I think the maximum v-correction the sun would have is around ± 0.3, but I could be wrong. I believe the logic for doing it this way (along with some other design choices regarding the sun) was to make reducing sights for a body as frequently used as the sun as simple as possible.
As for ignoring a planet's v-correction in the same way, Saturn would be a far better candidate than Venus. And then you'd be using the Aeries corrections, not the sun.
If you look at the diagram on page 9 of the Nautical Almanc, straight lines represent a constant v-correction, with horizontal lines having a v-correction of 0. The sun's path is mosty flat and mostly horizontal, which allows the almanc to get away with treating v = 0.0'.
As they hug the sun, the inferior planets are horizontal over the course of the entire year, but are very much not flat, so a constant or near-constant v-correction is out of the question there.
The diagonal dashed lines represent a constant v-correction of +2.46' (i.e. a constant SHA).

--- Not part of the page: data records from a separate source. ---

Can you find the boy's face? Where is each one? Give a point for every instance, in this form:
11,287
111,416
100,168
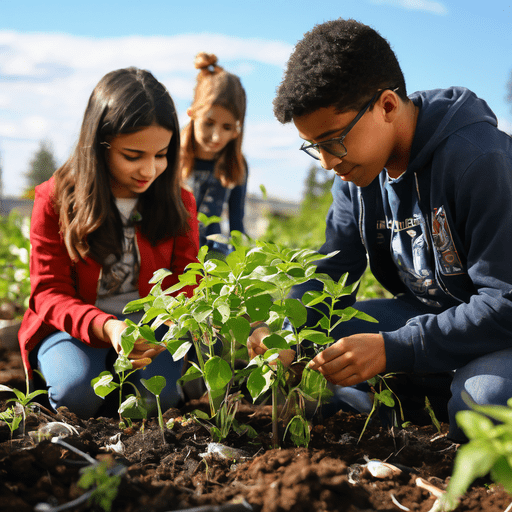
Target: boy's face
369,143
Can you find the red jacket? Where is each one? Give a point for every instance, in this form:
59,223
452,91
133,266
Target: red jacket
63,292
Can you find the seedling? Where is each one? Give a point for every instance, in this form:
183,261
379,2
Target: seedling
12,420
22,399
382,395
155,385
133,406
105,478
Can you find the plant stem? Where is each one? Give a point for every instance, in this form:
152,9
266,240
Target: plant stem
275,430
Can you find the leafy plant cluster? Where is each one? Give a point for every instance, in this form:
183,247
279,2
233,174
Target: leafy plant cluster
487,452
212,327
14,261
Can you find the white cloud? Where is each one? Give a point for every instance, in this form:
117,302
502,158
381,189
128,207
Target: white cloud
416,5
46,80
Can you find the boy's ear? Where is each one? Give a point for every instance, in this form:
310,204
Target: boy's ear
390,104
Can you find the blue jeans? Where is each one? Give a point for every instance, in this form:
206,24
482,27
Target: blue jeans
487,380
68,366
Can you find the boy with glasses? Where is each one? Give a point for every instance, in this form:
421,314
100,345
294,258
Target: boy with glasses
422,192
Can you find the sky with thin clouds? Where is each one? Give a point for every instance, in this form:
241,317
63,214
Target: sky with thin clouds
53,53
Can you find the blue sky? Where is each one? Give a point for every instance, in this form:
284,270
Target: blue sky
53,53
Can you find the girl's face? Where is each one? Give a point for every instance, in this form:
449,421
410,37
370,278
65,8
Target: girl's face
213,129
135,160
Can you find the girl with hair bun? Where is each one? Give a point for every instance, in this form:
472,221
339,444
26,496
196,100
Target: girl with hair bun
211,159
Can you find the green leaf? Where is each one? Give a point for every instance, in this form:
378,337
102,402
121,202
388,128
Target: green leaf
155,384
258,307
259,381
160,275
104,384
296,312
240,328
133,407
473,460
386,398
217,373
501,473
276,341
474,424
137,305
178,348
191,374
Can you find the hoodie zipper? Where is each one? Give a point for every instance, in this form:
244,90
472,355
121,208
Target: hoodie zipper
431,246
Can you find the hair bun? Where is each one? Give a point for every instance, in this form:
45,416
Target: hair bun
204,60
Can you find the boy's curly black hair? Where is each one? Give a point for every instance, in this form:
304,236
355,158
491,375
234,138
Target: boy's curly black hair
340,63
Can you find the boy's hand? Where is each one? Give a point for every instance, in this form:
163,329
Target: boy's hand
256,347
352,360
143,352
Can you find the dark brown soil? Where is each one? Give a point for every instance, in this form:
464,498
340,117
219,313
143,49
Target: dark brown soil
170,472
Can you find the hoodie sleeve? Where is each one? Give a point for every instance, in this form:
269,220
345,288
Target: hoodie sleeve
477,192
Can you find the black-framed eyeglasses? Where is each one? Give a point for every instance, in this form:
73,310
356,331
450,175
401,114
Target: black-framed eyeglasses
335,146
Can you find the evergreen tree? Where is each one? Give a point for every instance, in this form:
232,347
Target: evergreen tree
42,166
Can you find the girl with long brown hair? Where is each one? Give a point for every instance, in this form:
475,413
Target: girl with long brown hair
111,216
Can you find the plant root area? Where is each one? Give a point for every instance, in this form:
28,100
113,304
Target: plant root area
181,470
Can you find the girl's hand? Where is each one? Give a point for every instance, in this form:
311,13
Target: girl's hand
256,347
143,352
352,360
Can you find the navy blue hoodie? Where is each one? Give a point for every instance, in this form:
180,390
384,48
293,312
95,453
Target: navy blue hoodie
441,232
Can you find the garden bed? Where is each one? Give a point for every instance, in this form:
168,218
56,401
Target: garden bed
171,471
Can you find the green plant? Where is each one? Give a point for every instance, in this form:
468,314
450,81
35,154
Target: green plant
488,450
132,406
105,478
250,285
12,419
155,385
14,261
382,396
22,399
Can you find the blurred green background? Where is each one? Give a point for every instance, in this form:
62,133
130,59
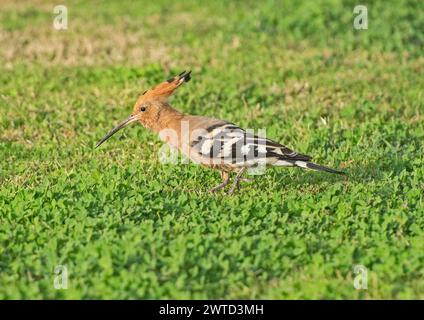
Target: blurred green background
127,226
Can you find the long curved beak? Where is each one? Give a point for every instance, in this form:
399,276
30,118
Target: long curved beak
121,125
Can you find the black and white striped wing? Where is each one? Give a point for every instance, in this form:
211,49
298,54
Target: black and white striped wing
227,144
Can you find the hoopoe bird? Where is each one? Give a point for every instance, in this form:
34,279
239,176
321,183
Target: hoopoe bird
213,143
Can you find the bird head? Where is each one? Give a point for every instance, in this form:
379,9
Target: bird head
149,105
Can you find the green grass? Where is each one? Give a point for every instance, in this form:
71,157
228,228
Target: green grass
127,226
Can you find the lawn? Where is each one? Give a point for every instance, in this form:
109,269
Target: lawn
124,225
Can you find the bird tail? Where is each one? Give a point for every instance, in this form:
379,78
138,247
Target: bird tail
307,165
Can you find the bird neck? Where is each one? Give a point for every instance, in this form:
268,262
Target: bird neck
167,118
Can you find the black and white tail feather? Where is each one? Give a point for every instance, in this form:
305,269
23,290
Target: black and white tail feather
228,144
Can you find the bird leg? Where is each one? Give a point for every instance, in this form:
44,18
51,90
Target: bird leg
225,179
236,180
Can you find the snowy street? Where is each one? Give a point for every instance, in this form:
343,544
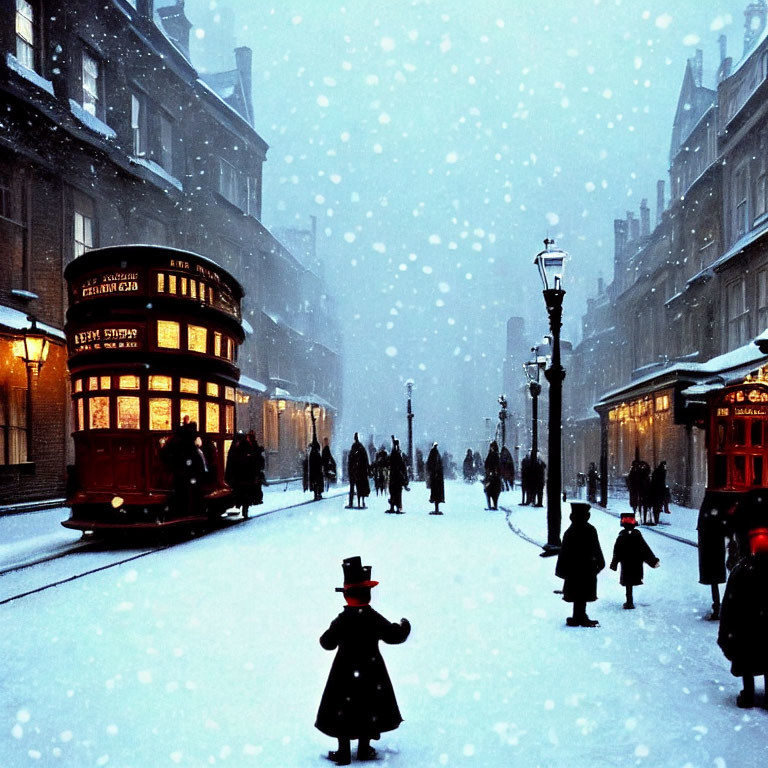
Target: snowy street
207,653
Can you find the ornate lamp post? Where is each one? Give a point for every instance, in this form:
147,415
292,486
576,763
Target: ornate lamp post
551,264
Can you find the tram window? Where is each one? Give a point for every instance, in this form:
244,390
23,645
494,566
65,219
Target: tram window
129,382
720,479
127,412
211,417
197,338
189,408
98,410
162,383
159,413
739,470
168,334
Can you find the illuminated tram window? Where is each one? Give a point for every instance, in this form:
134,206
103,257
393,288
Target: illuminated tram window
189,408
98,411
162,383
211,416
128,382
159,413
127,412
168,334
197,338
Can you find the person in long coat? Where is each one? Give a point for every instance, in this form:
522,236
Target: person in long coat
358,701
743,631
579,562
492,479
398,478
358,470
435,480
630,551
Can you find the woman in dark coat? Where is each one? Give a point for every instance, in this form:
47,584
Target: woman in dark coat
579,562
435,481
743,631
358,701
631,551
492,480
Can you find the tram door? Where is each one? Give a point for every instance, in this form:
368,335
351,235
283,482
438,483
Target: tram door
739,439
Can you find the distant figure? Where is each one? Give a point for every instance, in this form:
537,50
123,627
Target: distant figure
358,471
492,478
631,551
579,562
358,701
435,480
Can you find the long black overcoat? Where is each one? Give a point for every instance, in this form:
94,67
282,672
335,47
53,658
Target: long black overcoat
630,551
579,562
743,632
358,700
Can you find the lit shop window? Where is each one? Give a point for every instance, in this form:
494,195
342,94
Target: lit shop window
211,417
127,412
197,338
168,334
189,408
159,413
160,383
98,409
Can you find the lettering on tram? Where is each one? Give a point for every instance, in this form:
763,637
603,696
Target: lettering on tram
153,387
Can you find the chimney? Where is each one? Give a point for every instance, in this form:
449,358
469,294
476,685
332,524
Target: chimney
176,25
659,201
645,218
754,23
243,62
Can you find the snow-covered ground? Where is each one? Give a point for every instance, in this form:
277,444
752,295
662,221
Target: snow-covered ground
208,654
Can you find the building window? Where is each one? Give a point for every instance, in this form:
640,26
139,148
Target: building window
737,314
26,38
92,79
83,233
139,125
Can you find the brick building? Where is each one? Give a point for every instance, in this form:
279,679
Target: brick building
688,297
108,135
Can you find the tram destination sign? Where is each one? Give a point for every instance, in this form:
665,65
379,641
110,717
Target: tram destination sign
100,337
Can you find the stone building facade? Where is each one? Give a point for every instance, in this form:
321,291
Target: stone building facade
108,135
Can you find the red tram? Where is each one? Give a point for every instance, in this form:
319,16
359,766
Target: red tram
152,336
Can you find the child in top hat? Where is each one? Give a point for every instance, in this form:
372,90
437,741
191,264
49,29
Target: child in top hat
631,551
358,701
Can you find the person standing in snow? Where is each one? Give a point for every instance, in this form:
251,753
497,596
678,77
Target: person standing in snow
358,701
435,480
631,551
579,562
743,631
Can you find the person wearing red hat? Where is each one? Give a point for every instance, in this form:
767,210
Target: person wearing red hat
358,701
631,551
743,631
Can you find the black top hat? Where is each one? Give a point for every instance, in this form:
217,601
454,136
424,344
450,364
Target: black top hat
356,574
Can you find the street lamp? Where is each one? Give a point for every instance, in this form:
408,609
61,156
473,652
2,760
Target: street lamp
551,264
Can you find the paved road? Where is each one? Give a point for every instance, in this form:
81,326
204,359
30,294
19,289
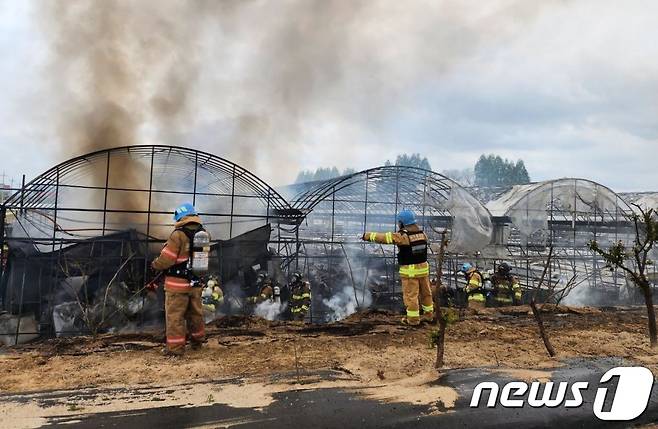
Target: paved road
330,408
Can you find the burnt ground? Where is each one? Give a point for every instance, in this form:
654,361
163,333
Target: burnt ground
255,372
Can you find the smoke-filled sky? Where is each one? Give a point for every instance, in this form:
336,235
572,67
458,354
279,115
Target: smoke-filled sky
570,87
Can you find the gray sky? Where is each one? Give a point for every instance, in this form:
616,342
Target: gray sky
570,87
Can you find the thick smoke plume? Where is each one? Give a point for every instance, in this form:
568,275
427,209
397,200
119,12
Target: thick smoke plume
253,81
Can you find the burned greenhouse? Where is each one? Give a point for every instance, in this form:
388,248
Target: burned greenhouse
83,233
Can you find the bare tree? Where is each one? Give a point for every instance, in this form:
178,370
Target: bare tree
635,259
438,336
537,312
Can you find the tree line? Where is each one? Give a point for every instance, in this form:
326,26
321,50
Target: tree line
489,170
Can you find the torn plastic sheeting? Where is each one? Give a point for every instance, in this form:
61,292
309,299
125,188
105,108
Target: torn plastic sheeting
471,228
27,329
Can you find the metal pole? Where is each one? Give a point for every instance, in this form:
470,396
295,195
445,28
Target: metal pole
3,254
196,170
107,181
23,192
230,233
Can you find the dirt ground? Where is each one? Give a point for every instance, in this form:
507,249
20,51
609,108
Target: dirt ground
368,347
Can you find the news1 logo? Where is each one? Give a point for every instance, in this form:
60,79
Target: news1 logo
630,400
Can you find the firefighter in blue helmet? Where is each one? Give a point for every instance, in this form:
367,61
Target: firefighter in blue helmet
414,269
184,258
474,286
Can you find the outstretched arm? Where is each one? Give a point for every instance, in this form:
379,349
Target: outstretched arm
383,237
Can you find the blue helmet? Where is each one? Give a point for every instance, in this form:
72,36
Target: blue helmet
407,217
183,210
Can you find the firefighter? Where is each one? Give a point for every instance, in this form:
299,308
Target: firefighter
414,269
507,290
300,296
265,289
474,286
183,263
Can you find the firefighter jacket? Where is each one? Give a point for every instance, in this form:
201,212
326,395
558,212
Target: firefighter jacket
412,249
212,298
474,286
177,251
300,298
507,289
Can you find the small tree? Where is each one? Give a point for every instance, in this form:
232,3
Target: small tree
635,260
437,337
552,293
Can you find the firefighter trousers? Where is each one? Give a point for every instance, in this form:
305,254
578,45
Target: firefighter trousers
184,314
413,289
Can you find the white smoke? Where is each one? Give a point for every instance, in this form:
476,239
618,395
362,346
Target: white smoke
270,310
344,303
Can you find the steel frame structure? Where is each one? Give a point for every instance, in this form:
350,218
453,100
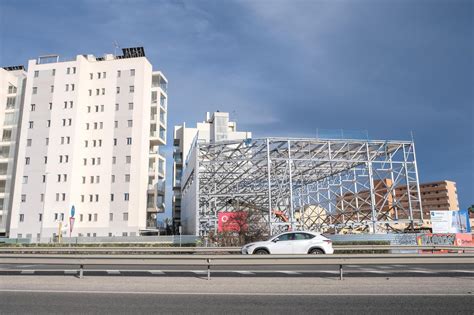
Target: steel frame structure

The superior planets tend to follow these lines, and the further out they are from us, the more closely they "move with the fixed stars." Looking at the diagram and glancing through the v-corrections for 2020, it looks like Saturn follows "mean sidereal time" about as well as the sun follows "mean solar time."
But doing that would introduce different rules for determining increments and corrections for different planets, giving more opportunities for blunders.
Side note: when a planet's v-correction is greater than +2.46', it's "in retrograde." All other things being equal, a planet in retorgrade is probably your best option for measuring lunar distances, as those distances would be changing the fastest.